平成5年(1993)12月、姫路城(兵庫県姫路市)は法隆寺とならび、日本ではじめてユネスコの世界文化遺産に登録された。日本の城の代名詞である姫路城は、一連の建築群が織りなす景観が比類なく美しい。とりわけ大天守は木造部分の高さが31.5メートルと、現存する12の天守のなかでも最大で、他を圧する存在感を放っている。


たまたま残った城のなかではここが美しい、という話ではない。江戸時代、全国に百数十の天守が存在したが、そのなかでも「姫路城は日本一」と、道中記などで讃えられてきた。


だから、今日まで残されたのも当然だ、と思うかもしれない。だが、実際にはそうではない。取り壊しの危機、倒壊の危機、焼失の危機に遭いながら、奇跡的に脱していまに伝えられているのである。


明治4年(1871)、廃藩置県が断行されると、城の母体である藩がなくなり、旧藩主は華族となって東京在住が義務づけられた。こうして全国の城が主を失ったところに、明治6年(1873)1月に出されたのが、いわゆる「廃城令」だった。


廃藩置県とともに全国の城は、兵部省陸軍部(改組後は陸軍省)の管轄となったが、事実上300前後もあった城のすべてを、兵部省は管轄しきれない。そこで、軍隊の基地として利用できる「存城」と、普通財産として大蔵省が処分する「廃城」に分けたのだ。


このとき姫路城は「存城」とされたが、それは文化財として保存する対象になったのではなく、軍隊が利用するために残すと決められたにすぎなかった。


姫路城三の丸に置かれている歩兵第十連隊跡の石碑(写真=Terumasa/CC-BY-SA-3.0/Wikimedia Commons

翌明治7年(1874)、大坂鎮台の姫路営所が城内に置かれ、歩兵第十連隊が入営すると、三の丸に建ち並んでいた御殿群はすっかり取り壊されてしまう。また、その周辺も既存の建造物や石垣などが壊され、陸軍の施設が建ち並ぶことになった。


■彦根城を残した大隈重信のひと言


その時点では、現存する天守や櫓、門は残されたものの、保存すると決められたわけではなかった。明治10年(1877)、陸軍少佐の飛鳥井雅古が、天守の保存についての伺いを提出したが、影響をあたえるには至っていない。その後、保存が決まった背景には、彦根城天守をめぐる動きがあった。


現在、姫路城天守と並んで国宝に指定されている彦根城天守は、明治11年(1878)9月に解体される方針が決まり、翌10月には解体用の足場も架けられた。

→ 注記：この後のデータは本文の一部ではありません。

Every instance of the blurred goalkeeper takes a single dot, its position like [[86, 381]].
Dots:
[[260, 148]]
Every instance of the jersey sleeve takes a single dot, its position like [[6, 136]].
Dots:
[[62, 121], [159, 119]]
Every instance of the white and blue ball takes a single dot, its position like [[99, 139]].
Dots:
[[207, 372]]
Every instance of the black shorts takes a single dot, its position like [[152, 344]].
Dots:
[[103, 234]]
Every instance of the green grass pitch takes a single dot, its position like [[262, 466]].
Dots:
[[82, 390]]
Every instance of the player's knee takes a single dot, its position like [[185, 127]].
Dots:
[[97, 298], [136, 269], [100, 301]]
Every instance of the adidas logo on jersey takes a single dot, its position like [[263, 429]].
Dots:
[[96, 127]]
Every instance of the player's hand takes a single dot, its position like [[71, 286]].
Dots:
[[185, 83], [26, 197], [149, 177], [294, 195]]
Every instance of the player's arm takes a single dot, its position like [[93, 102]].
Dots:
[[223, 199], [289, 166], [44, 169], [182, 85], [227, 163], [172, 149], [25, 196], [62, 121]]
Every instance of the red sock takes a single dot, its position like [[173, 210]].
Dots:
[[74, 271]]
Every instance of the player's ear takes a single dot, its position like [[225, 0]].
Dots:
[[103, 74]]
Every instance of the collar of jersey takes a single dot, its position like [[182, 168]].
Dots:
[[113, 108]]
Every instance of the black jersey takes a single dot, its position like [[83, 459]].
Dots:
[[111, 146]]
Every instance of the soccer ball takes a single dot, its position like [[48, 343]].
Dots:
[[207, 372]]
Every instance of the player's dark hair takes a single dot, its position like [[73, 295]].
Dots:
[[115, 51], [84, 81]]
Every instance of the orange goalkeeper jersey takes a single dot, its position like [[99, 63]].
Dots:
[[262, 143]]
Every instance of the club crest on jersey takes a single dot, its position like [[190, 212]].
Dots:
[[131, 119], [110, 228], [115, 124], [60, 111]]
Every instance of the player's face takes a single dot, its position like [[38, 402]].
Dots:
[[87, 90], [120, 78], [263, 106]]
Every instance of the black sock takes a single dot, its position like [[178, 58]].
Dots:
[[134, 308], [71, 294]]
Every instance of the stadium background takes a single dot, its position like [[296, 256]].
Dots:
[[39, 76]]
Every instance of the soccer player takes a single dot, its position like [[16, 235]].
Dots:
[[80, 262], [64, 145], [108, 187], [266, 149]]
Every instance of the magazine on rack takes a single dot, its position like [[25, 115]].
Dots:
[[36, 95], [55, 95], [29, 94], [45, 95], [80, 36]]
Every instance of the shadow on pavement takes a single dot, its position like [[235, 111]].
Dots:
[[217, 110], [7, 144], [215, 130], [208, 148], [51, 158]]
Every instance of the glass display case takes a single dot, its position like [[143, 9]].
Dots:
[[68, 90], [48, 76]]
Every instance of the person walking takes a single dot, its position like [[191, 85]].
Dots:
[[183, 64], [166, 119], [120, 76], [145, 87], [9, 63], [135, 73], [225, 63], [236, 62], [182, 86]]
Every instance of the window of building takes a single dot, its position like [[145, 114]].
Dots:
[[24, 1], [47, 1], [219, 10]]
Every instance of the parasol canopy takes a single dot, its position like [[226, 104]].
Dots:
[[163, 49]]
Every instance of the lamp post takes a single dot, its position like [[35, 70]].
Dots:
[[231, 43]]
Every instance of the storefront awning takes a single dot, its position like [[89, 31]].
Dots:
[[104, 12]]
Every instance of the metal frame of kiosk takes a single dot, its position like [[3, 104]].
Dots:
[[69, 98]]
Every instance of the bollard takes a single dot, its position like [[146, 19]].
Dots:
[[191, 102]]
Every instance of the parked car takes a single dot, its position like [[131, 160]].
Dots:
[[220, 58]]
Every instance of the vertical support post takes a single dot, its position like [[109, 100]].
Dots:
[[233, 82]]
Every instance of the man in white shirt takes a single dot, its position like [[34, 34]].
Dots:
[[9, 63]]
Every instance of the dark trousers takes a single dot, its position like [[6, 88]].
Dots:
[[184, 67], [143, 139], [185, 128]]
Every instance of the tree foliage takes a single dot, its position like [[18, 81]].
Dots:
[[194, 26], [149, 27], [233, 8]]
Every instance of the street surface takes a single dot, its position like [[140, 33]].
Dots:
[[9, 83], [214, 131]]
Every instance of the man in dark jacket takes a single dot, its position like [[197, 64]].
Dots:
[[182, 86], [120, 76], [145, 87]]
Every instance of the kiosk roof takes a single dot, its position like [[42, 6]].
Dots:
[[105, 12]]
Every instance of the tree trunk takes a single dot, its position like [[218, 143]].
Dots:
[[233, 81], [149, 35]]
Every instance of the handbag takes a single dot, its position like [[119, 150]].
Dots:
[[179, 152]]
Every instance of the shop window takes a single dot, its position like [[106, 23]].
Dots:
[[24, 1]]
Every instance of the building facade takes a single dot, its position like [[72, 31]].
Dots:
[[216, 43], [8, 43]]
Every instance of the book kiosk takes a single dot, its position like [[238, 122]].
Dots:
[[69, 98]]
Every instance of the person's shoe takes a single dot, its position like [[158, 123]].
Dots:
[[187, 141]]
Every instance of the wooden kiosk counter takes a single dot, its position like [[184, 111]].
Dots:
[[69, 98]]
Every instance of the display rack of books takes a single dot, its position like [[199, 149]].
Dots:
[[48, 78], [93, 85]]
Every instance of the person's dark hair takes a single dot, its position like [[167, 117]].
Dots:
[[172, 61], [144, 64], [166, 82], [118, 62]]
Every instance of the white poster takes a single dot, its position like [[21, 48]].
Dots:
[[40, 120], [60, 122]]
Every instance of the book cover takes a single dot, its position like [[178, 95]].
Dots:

ちょうどそのとき、東海北陸巡業を終えた明治天皇一行が彦根近郊に宿泊。随行していた大隈重信が城に立ち寄り、天守を見て惜しいと思い、保存できないかどうか天皇に奏上したところ、同意が得られ、費用が下賜されることになった。こうして天守以下何棟かの建造物の保存が決まったという。


大隈重信(写真=早稲田大学図書館/PD-Japan-oldphoto/Wikimedia Commons

これに触発されたのが、陸軍省内で軍施設の営繕などを担当する第四局の局長代理、中村重遠大佐だった。明治11年12月、名古屋城と姫路城の保存を求める上申書を陸軍卿の山縣有朋に提出。これを受けて翌明治12年(1879)9月、陸軍省、内務省、大蔵省は、この2城を「全国中屈指の城」として、永久保存することを決めた。


■50年も放置されて倒壊寸前に


しかし、保存の方針が決まったところで、それに要する費用は、わずかな一時金が支給されたにすぎなかった。大天守地階の補強工事などが行われたものの、大規模な工事を行うためには、予算がまったく足りなかった。そうこうするうちに、明治15年(1861)には、天守のすぐ南側の備前丸が焼失している。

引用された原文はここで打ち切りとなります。